2019.12.15(pm): Virtual Environment Management with Anaconda

If you are using anaconda, you will see that the command is set to base and root. Virtual environment management is essential and important when using Python. Today, let’s look at how to create and manage virtual environments in Anaconda.

Here are the commands:

// identify conda version
conda --version 

// conda version update
conda update -n base -c defaults conda

// information about virtual environment in conda
conda info --envs

// create virtual environment
conda create --name YOUR_ENV_NAME python=VERSION

// activate virtual environment 
activate YOUR_ENV_NAME

// deactivate virtual environment
deactivate

// remove virtual environment
conda remove --name YOUR_ENV_NAME --all

To check your Python version, use the bleow command to check your version of Python. This will bring up a version of Python that is installed as of the following, up to python3.8.0.

// identify python version
conda search python

The new virtual environment is named py37 and the version is 3.7.4. That’s because you may have compatibility issues if you install the latest version.

When you search the installed virtual environment, you can see that py37 is newly created as shown below. After activating it, install numpy, matplotlib, and tensorflow.

pip isntall numpy
pip install matplotlib
conda install tensorflow

numpy and matplotlib used the pip command and tensorflow used the conda command. What’s the difference between pip and conda?

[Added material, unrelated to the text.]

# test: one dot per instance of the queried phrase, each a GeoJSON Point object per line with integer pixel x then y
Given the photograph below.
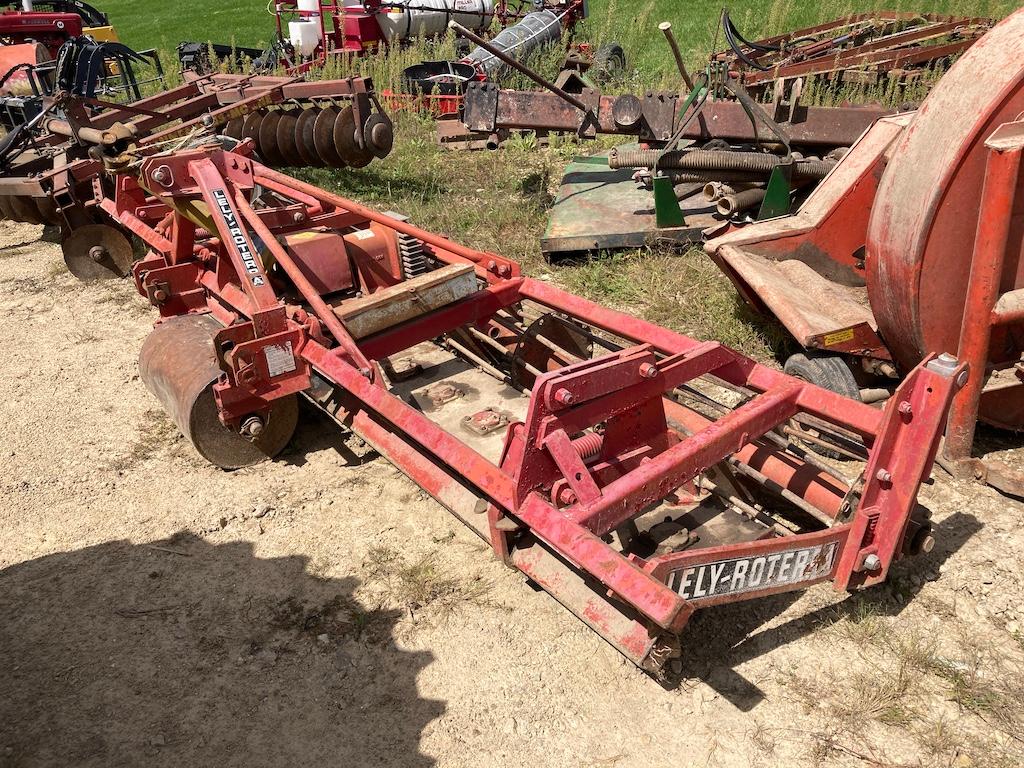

pip is a package management tool. Used to install modules or manage dependencies between modules.

Conda, on the other hand, is a tool that provides a virtual environment, such as virtualenv. In other words, you use conda to create a separate virtual environment (isolated) and install packages using pip in that isolated space. (Of course, conda can also install packages managed by anaconda.org)

In the case of conda, it feels like virtualenv + pip, but with the limitation that the packages you can install are limited to packages managed by anaconda.org.

Then look at the list of installed libraries. You can see that it is installed well.